Alternatively, there are many utilities that provide the same information. However, modifying the command to suit these tools may be more cumbersome than simply installing the package. Regardless of which tool you use, Pulse expects a whole number between 0 - 100 indicating the percentage of memory being used.

Average Load (load)

In order to retrieve the current system load, Pulse reads the value from: /proc/loadavg It then divides the value by the number of CPUs on the server: /proc/cpuinfo Finally, the result is converted to a percentage.

No particular tools are used to obtain the above numbers, however the script expects to find 'loadavg' & 'cpuinfo' and be able to read them. If these values are unavailable from these sources, you will have to use other means to retrieve them.

Regardless of which command you use, Pulse expects a whole number indicating the percentage of system load. This can be more than 100.

Disk Storage (storage)

In order to retrieve the current amount of used disk space, the df command is used. This command is native to almost all Linux distributions, so it shouldn't present a problem. However, if it is unavailable, you'll need to install an alternative.

By default, the command performs its calculation on the total available disk space of the server (derived from all available disks). This approach is ideal for environments deployed on single disk, however for servers with multiple disks, you may wish to adjust the command to monitor a specific one. Alternatively, you may opt to leave the command as is and create separate, custom monitors for each disk.

Regardless of your approach, for the default disk storage monitor, Pulse expects a whole number between 0 - 100 indicating the percentage of space being used.

Networking (network_in, network_out)

In order to retrieve the current rates of inbound and outbound network traffic, Pulse reads the two sets of values from:

/sys/class/net/eth0/statistics/rx_bytes /sys/class/net/eth0/statistics/tx_bytes

This action is performed several times to gauge the average over time.

For many VPS environments, the above commands are often appropriate, as the server will likely have a single virtual networking interface identified as 'eth0'.

However, the network interface may also be something completely different.
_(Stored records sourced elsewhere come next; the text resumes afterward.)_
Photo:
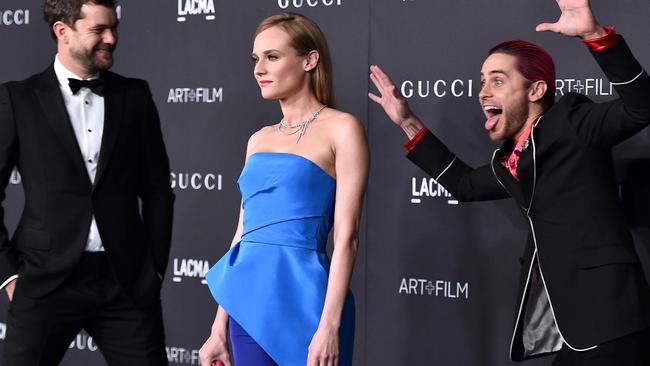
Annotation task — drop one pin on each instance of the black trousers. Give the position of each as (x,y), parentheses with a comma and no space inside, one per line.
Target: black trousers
(39,331)
(631,350)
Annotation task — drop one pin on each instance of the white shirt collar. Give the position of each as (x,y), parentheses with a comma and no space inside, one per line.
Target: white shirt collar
(63,74)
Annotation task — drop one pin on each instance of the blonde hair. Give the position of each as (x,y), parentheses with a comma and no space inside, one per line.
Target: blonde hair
(305,37)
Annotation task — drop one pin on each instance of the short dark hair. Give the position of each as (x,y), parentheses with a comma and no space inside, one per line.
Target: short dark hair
(534,63)
(68,11)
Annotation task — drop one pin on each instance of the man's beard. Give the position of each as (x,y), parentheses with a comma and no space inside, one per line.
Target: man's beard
(91,61)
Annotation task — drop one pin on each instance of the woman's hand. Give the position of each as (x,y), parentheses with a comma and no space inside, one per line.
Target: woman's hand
(215,348)
(324,348)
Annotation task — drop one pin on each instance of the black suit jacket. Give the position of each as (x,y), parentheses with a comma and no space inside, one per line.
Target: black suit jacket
(131,196)
(569,196)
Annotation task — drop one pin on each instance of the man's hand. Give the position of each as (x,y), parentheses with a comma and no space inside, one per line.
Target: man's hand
(10,287)
(393,102)
(576,20)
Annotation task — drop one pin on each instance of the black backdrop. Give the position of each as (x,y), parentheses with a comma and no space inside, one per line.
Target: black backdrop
(435,280)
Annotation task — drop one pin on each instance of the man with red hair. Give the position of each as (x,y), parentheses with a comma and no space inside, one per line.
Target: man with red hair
(583,293)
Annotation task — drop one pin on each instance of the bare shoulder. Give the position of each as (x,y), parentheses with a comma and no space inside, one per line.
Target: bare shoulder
(344,127)
(256,138)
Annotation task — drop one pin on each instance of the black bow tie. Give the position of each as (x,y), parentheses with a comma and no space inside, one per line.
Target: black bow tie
(95,85)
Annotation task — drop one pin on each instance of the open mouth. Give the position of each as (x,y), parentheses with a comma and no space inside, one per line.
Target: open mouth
(494,114)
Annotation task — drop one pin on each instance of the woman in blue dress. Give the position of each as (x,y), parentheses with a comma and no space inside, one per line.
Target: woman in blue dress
(282,300)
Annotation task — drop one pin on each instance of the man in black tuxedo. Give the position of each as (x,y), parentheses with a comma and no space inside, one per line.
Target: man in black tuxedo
(93,241)
(583,293)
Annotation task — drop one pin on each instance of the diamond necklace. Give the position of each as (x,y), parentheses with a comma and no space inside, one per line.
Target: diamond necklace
(300,127)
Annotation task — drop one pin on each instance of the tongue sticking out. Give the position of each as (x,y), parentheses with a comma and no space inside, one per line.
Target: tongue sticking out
(492,121)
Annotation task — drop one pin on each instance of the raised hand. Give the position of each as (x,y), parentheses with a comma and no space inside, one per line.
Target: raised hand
(576,20)
(215,349)
(393,102)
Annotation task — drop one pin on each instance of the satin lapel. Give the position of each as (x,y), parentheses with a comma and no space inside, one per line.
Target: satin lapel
(503,175)
(113,111)
(526,172)
(51,100)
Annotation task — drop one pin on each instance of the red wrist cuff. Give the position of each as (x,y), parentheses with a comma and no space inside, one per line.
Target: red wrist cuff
(414,141)
(604,42)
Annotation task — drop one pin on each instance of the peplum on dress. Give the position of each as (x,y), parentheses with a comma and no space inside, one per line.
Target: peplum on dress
(273,282)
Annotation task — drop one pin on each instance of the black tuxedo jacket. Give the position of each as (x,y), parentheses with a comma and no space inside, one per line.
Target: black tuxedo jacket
(131,196)
(569,196)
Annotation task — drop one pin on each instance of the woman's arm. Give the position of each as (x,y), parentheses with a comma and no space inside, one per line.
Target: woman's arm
(351,166)
(216,346)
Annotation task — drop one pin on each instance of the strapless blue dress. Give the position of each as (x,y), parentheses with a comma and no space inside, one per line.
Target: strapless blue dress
(273,282)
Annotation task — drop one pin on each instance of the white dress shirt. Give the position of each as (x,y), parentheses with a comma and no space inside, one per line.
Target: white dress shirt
(86,112)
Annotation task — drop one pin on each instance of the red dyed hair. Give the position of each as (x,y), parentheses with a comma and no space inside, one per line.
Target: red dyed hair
(534,63)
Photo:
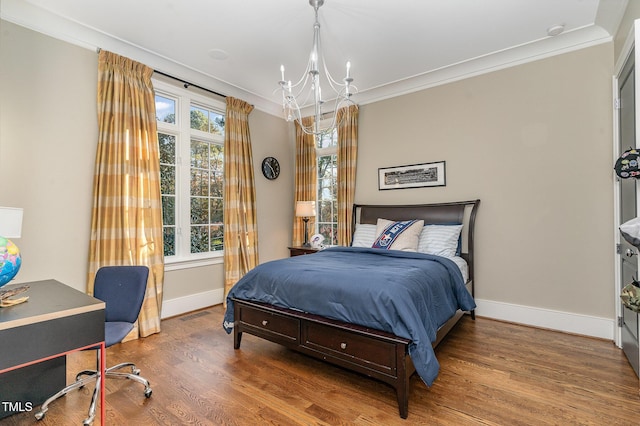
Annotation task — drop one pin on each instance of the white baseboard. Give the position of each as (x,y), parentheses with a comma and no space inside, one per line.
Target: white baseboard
(192,302)
(555,320)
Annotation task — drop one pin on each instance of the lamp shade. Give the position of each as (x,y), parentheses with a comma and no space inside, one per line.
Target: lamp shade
(305,208)
(10,222)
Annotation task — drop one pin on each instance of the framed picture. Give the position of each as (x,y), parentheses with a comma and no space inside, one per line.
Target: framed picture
(412,176)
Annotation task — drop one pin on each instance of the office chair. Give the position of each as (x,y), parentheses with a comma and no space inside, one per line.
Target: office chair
(122,288)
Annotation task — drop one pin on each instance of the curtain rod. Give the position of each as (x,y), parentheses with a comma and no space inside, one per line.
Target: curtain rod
(185,83)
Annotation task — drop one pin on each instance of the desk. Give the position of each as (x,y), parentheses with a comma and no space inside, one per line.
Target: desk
(55,321)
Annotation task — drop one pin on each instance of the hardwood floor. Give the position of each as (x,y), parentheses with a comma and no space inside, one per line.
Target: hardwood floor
(492,373)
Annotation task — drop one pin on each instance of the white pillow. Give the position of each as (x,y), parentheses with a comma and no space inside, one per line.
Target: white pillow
(364,236)
(441,240)
(401,235)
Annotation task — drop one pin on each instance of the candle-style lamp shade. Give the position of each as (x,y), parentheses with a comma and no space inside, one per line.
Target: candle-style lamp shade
(305,209)
(10,227)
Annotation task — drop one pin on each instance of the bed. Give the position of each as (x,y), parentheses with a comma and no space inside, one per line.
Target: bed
(373,311)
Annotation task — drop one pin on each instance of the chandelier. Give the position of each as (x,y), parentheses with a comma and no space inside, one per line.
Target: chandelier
(308,88)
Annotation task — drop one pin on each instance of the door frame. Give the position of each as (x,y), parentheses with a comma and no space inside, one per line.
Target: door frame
(628,47)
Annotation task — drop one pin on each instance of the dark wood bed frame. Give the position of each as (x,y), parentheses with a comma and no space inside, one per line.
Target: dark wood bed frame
(371,352)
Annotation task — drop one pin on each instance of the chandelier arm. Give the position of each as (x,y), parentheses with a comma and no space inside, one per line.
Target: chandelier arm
(310,83)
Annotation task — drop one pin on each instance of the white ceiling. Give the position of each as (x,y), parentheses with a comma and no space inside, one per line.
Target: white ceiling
(395,46)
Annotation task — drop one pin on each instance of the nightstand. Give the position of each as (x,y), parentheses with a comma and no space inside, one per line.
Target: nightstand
(299,251)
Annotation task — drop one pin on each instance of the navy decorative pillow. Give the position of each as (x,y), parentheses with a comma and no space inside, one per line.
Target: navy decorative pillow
(402,235)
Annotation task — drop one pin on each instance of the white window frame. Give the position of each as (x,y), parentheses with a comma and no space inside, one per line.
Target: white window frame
(183,133)
(322,152)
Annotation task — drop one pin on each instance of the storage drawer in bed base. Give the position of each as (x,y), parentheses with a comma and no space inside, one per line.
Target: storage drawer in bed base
(382,356)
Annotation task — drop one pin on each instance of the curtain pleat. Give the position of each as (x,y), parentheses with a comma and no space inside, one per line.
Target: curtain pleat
(347,159)
(240,215)
(126,221)
(305,178)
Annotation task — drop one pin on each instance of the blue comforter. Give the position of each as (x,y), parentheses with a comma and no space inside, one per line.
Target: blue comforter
(408,294)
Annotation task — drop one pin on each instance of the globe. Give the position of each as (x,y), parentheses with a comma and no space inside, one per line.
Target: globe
(10,260)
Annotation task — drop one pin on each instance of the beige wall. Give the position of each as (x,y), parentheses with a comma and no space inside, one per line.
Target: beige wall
(48,136)
(631,14)
(534,143)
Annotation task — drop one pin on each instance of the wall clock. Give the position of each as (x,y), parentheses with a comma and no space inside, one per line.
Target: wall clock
(270,168)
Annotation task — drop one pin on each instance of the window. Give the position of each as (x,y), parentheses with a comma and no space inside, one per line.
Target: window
(327,202)
(191,141)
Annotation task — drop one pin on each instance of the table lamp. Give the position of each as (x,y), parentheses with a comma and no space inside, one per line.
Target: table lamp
(305,209)
(10,227)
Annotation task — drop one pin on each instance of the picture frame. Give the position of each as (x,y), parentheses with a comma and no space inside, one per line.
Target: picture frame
(412,176)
To confirm if your server has a default interface, run the following command:

ip -4 route ls | grep default | grep -Po '(?<=dev )(\S+)'

If the command returns an identifying string e.g. 'eth0', that's what should be used. Alternatively, run the following command to retrieve the full server routing table:

ip -4 route ls

The first line should be labelled 'default', while the next line or lines may be indented. Make a note of the identifier(s) between 'dev' and 'weight'. You can then use 'cat' to verify if the identifier is correct e.g.

cat /sys/class/net/identifier/statistics/rx_bytes

If the output is not zero, it is likely the correct network device. You should now replace the four 'eth0' references in the shell script with the correct identifier.

If you are unable to find the correct device, contact your system administrator or hosting company for further assistance.

For both inbound and outbound monitors, Pulse expects a whole number indicating the number of megabits per second transferred (Mbps). As a result, you will need to perform a conversion on the byte figures (divide them by 625000).